Vadim Tropashko wrote:
How does one express de Morgan's Law in relational lattice terms?

On Nov 6, 5:09 pm, paul c <toledobythe... (AT) oohay (DOT) ac> wrote:
x + y = (x' ^ y')'.

where "^" is natural join, "'" is relation complement, and "+" is
outer union (aka D&D <OR>). One have to express x+y in lattice terms
to rewrite de Morgan's Law in pure lattice terms:

x + y = (x ^ (y v R11)) v (y ^ (x v R11)).
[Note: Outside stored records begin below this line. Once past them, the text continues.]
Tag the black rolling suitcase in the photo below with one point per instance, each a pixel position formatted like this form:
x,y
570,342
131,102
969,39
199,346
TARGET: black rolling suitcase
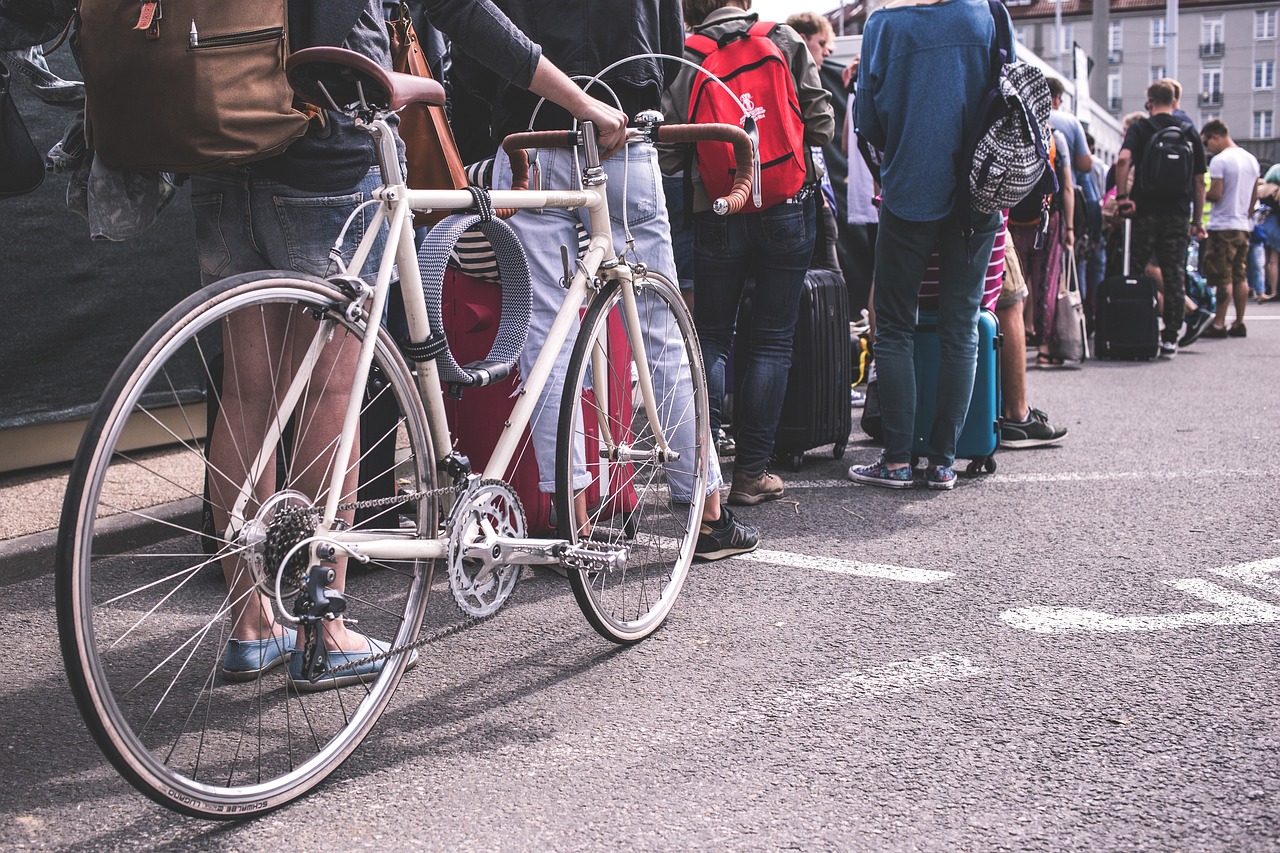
x,y
816,410
1125,323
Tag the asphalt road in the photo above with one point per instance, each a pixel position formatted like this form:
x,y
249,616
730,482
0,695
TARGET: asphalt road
x,y
1075,653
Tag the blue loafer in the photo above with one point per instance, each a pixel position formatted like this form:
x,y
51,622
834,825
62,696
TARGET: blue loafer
x,y
246,660
362,674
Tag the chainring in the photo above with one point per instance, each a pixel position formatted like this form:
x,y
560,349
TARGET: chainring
x,y
485,510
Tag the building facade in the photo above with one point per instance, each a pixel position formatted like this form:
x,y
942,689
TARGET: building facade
x,y
1226,58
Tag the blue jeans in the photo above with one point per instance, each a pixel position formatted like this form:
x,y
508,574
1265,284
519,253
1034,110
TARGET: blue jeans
x,y
901,255
245,223
543,232
681,237
775,246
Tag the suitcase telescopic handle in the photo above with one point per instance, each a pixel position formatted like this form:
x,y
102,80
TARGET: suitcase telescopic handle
x,y
1128,233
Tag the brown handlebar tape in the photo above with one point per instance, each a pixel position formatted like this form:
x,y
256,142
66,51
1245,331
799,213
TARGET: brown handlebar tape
x,y
741,188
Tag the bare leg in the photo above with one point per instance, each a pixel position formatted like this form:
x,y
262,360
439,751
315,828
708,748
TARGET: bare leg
x,y
261,352
1240,296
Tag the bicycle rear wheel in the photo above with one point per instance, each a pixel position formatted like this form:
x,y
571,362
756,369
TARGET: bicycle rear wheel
x,y
638,497
144,609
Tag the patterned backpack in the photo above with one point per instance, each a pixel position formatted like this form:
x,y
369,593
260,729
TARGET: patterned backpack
x,y
1006,154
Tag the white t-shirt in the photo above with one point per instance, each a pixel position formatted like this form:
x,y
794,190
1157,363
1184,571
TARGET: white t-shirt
x,y
1238,169
860,187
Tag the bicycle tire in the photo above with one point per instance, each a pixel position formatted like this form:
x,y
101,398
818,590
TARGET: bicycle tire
x,y
142,610
630,503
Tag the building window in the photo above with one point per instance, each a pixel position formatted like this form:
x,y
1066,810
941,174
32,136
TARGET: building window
x,y
1157,32
1066,42
1211,87
1265,23
1211,39
1262,124
1265,73
1114,99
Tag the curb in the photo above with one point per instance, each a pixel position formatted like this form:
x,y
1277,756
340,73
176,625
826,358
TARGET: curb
x,y
32,556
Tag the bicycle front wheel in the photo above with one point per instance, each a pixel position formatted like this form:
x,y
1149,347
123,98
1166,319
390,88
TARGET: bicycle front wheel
x,y
631,482
151,569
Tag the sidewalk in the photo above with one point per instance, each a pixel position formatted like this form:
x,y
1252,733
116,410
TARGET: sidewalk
x,y
31,503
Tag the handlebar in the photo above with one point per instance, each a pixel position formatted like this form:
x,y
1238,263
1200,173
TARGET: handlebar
x,y
743,158
727,205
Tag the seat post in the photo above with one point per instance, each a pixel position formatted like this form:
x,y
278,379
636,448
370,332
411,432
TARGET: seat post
x,y
388,155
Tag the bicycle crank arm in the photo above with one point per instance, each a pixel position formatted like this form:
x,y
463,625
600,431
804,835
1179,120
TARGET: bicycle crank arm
x,y
508,551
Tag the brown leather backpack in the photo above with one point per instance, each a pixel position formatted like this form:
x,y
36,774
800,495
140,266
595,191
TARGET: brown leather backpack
x,y
187,85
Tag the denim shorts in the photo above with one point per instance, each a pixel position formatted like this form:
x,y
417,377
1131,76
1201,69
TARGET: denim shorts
x,y
246,223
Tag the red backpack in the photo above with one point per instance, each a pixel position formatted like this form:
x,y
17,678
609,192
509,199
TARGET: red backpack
x,y
753,67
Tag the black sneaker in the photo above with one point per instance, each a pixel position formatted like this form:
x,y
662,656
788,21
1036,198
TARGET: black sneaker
x,y
725,537
1196,325
1033,432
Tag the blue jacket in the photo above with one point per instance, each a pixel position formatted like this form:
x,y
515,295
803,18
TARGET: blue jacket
x,y
923,72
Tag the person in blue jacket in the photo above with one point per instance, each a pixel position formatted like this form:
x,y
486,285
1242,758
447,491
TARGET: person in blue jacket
x,y
923,71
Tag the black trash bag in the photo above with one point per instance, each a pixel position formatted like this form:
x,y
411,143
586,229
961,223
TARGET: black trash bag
x,y
22,168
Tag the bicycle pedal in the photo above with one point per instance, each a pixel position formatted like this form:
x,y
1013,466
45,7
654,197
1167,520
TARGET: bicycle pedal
x,y
594,556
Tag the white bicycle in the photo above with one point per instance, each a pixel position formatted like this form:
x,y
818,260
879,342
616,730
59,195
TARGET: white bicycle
x,y
158,550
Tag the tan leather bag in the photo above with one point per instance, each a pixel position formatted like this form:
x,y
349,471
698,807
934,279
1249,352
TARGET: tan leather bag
x,y
199,89
429,147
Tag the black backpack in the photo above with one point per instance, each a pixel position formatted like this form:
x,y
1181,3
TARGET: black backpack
x,y
1166,164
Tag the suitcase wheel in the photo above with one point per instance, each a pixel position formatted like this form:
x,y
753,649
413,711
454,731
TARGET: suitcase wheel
x,y
986,465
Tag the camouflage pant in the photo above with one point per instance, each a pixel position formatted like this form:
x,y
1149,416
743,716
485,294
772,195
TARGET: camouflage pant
x,y
1162,238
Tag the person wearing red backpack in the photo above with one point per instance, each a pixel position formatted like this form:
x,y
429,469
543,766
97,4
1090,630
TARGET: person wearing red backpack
x,y
773,74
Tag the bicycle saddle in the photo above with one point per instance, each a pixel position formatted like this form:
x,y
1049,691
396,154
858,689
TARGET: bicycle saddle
x,y
341,80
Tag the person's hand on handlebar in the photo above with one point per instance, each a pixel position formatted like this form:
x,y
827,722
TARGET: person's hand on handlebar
x,y
554,86
609,123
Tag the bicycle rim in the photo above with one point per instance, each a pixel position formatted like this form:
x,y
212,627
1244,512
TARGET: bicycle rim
x,y
142,603
630,501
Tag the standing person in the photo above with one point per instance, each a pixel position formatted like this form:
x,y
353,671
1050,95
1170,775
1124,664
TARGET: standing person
x,y
282,213
1079,158
1162,206
818,37
1270,229
775,245
923,72
862,195
1042,249
585,37
1233,192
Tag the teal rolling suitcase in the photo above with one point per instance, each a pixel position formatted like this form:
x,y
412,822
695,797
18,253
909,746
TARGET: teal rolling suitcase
x,y
981,432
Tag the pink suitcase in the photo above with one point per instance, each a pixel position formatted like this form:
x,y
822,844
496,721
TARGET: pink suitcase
x,y
471,308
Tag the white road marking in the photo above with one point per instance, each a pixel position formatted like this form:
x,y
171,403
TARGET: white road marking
x,y
1086,477
883,680
845,566
1255,574
1235,610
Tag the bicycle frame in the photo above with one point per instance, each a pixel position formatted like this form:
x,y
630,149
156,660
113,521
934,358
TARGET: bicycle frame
x,y
396,206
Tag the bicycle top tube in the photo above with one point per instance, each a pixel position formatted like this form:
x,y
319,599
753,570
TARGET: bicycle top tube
x,y
356,86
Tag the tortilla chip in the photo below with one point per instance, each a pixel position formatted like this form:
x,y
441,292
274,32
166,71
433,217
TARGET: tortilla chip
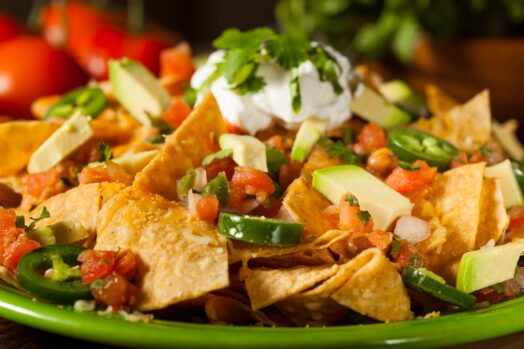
x,y
456,211
243,252
268,286
183,150
305,205
82,203
374,278
179,258
376,290
467,126
439,102
19,140
493,217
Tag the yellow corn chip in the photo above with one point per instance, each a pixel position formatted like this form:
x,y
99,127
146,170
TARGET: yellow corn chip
x,y
82,203
184,149
376,290
268,286
457,207
19,140
179,258
305,205
439,102
467,126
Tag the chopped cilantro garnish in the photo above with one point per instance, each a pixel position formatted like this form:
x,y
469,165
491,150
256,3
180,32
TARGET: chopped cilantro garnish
x,y
20,220
352,200
275,158
364,217
221,154
105,150
395,248
408,166
244,51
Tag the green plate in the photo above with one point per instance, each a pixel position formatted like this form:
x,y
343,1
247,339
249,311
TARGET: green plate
x,y
497,320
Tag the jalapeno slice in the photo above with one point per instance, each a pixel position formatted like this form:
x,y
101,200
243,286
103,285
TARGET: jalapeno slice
x,y
409,145
90,100
31,268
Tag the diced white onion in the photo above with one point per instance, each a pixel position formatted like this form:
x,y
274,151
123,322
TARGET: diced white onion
x,y
200,179
412,229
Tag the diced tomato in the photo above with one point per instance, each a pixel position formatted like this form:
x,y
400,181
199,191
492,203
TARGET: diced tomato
x,y
380,239
371,138
17,249
7,219
349,217
177,61
126,263
516,215
111,172
96,264
116,291
207,208
177,112
221,165
406,181
37,183
253,181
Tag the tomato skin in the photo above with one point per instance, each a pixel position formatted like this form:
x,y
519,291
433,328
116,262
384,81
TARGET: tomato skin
x,y
96,264
371,138
406,181
177,112
116,291
9,28
29,69
349,219
177,61
207,208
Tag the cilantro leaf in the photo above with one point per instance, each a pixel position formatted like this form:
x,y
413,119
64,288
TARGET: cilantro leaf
x,y
235,39
275,158
221,154
20,220
296,99
289,51
105,150
364,217
352,200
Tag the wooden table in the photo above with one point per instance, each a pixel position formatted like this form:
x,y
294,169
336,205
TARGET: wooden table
x,y
14,336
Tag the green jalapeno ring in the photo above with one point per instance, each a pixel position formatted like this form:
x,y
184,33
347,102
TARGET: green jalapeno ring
x,y
410,144
29,274
90,100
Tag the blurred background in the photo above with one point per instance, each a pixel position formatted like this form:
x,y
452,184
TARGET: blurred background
x,y
462,46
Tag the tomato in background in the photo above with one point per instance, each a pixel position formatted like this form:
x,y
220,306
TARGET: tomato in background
x,y
30,68
9,28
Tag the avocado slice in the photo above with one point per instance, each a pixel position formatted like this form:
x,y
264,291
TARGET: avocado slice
x,y
43,235
508,182
308,134
508,141
383,203
138,90
401,94
69,137
248,151
372,107
489,266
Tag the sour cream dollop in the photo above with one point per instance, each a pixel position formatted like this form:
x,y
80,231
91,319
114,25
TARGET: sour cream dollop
x,y
254,112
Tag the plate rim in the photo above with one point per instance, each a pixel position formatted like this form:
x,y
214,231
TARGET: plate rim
x,y
459,328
The other counterpart of boolean negation is relational inversion
("'") which complements relation attributes and makes "the best
effort" to preserve relation content. It honors de Morgan as well
(although with some twist!):

x` + y` = (x v y)`.

A composition of complement and inversion satisfies de Moragan law in
lattice terms literally:

(x ^ y)'` = x'` v y'`.

Several other interesting RL identities:

x = (x + y) * (x + y`').
x = (x ^ y) v (x ^ y'`).

The second one is generalisation of "Fundanetal Decomposition
Identity" (FDI)

x = (x ^ R00) v (x ^ R11).

which informally asserts that any relation is inner union of its
header and content. Given that complement obeys double negation law,
FDI can be rewritten as:

x'' = (x ^ R00) v (x ^ R11).

The dual identity:

x`` = (x v R11) ^ (x v R00).

also holds, while it can't be reduced to dual to FDI. The duality is
skewed in subtle way, making RL much more interesting than Boolean
Algebra!